Étant donnés la nature détaillée des dispositions transitoires et le nombre de possibilités dans tout projet donné, les avocats feraient bien de respecter les délais les plus conservateurs en matière de privilège de l’ancienne Loi sur le privilège dans l’industrie de la construction, de conseiller à leurs clients d’exercer tôt et souvent leur droit à l’information en vertu de l’article 39, et de chercher les conseils d’experts en droit de la construction lorsque nécessaire.

Les délais de paiement légaux pour payer les entrepreneurs et les sous-traitants

L’une des caractéristiques principales de la nouvelle Loi sur la construction concerne l’introduction de délais de « paiement rapide » pour que les propriétaires paient les entrepreneurs et que les entrepreneurs paient les sous-traitants. Le paiement rapide vise à raccourcir l’échéancier des paiements pour les intervenants du monde de la construction. Les factures d’entrepreneurs ne peuvent plus être conditionnelles à l’approbation d’un propriétaire ou à la certification par une personne qui autorise le paiement. De façon similaire, le paiement des factures d’un sous-traitant ne peut être conditionnel à l’approbation d’un entrepreneur ou d’une personne qui autorise le paiement.

Les délais pour payer les entrepreneurs et les sous-traitants ont plutôt été imposés dans la Loi sur la construction et sont déclenchés à la livraison d’une « facture en bonne et due forme » définie dans la Loi. D’autres exigences pour une « facture en bonne et due forme » peuvent faire l’objet d’un accord entre les parties d’un contrat de construction tant que ces exigences s’harmonisent avec la Loi.

Il en résulte qu’il est peu probable que les dispositions « paiement sur paiement », qui subordonnent le paiement aux intervenants de moindre rang à la réception du paiement des échelons supérieurs de la hiérarchie de construction, soient conformes à la nouvelle Loi.

En vertu de la phase 2 de la Loi sur la construction, les propriétaires paient les entrepreneurs au plus tard 28 jours après avoir reçu une « facture en bonne et due forme ». Les entrepreneurs doivent à leur tour payer les sous-traitants au plus tard 35 jours après la livraison de la « facture en bonne et due forme » pertinente. Sept jours additionnels sont ajoutés pour chaque échelon de sous-traitant inférieur dans la hiérarchie de l’approvisionnement.

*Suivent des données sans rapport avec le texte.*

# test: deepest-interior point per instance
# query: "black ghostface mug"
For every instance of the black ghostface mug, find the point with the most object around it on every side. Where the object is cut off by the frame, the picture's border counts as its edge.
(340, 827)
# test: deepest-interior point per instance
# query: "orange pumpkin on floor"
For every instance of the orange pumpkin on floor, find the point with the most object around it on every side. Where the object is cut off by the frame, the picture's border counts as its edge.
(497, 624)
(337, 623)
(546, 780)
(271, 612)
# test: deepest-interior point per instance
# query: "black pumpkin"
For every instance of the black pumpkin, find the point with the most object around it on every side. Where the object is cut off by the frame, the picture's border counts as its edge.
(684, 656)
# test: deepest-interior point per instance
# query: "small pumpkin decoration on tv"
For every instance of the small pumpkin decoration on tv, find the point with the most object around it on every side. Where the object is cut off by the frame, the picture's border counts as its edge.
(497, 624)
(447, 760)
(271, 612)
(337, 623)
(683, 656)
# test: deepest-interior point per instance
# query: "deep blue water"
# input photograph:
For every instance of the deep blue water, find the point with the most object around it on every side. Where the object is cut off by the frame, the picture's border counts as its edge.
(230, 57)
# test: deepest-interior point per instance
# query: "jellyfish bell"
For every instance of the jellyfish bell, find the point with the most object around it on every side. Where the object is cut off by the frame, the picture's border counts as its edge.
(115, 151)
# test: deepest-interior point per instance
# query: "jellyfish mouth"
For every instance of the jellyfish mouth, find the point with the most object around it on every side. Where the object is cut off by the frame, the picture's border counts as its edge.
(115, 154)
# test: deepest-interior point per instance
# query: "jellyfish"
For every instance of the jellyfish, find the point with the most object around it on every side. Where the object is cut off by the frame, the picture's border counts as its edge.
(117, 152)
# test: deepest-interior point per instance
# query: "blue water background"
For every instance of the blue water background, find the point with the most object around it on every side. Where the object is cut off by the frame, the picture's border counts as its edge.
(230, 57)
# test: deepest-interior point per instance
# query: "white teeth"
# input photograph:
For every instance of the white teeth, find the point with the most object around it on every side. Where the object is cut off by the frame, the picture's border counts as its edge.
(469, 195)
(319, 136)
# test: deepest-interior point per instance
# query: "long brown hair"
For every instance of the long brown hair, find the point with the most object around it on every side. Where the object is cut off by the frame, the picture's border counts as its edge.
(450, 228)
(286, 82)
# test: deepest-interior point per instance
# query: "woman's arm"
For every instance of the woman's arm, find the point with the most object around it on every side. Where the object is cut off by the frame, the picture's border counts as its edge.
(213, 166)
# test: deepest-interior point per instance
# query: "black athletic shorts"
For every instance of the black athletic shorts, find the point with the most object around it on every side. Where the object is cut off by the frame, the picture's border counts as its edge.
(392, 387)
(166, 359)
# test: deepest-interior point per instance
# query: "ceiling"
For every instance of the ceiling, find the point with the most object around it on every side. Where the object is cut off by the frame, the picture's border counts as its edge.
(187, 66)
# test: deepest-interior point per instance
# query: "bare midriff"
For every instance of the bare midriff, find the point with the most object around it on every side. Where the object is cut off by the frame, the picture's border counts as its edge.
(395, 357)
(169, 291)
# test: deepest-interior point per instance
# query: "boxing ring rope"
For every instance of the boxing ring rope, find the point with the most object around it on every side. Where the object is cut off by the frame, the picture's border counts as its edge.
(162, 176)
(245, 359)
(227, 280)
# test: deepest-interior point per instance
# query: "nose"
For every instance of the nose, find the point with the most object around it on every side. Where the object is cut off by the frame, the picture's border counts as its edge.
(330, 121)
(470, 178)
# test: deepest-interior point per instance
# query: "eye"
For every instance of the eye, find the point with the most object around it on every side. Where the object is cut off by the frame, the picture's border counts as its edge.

Les sous-traitants et les fournisseurs peuvent souhaiter ajouter des exigences contractuelles afin d’être informés lorsqu’une « facture en bonne et due forme » est remise pour pouvoir calculer les délais pertinents en matière de conformité à la Loi sur la construction.

Si les propriétaires, les entrepreneurs ou les sous-traitants contestent une facture en totalité ou en partie, ils doivent signifier, dans un délai très court, un « avis de non-paiement » à la partie qui a remis la facture en question, comme suit :

  • Le propriétaire doit signifier un avis de non-paiement au plus tard 14 jours après avoir reçu une « facture en bonne et due forme ».
  • L’entrepreneur doit signifier un avis de non-paiement au plus tard 35 jours après avoir remis une « facture en bonne et due forme ».
  • Le sous-traitant a sept jours additionnels pour signifier un avis de non-paiement au corps de métier inférieur pour chaque sous-niveau (p. ex., 42 jours pour un sous-traitant de niveau 1, 49 jours pour un sous-traitant de niveau 2, ainsi de suite).

La signification d’un avis de non-paiement force une partie à soumettre la question à l’arbitrage intérimaire pour que le différend soit tranché. L’obligation est d’entreprendre un arbitrage 21 jours après la remise de l’avis de non-paiement. Les avocats feraient bien de se souvenir que les parties continuent d’avoir des privilèges en vertu de la nouvelle Loi sur la construction. Les privilèges devraient être enregistrés et exercés parallèlement au paiement rapide et au processus d’arbitrage intérimaire pour éviter leur expiration prématurée.

L’arbitrage intérimaire est unique et comporte des délais exceptionnellement serrés

L’arbitrage intérimaire est un processus accéléré de règlement des différends similaire à l’arbitrage privé. L’arbitrage est conçu comme étant « intérimaire » et on ne peut l’exercer que comme un recours avant l’achèvement d’un contrat donné. Les questions que l’on peut soumettre à l’arbitrage intérimaire sont définies dans la Loi sur la construction et comprennent entre autres : l’évaluation des services ou des matériaux fournis, les questions reliées à l’approbation d’un ordre de modification ou au paiement d’un ordre de modification, les différends qui font l’objet d’un avis de non-paiement, les montants retenus en compensation, le paiement ou le non-paiement d’une retenue et toute autre question sur laquelle s’entendent les parties à l’arbitrage intérimaire.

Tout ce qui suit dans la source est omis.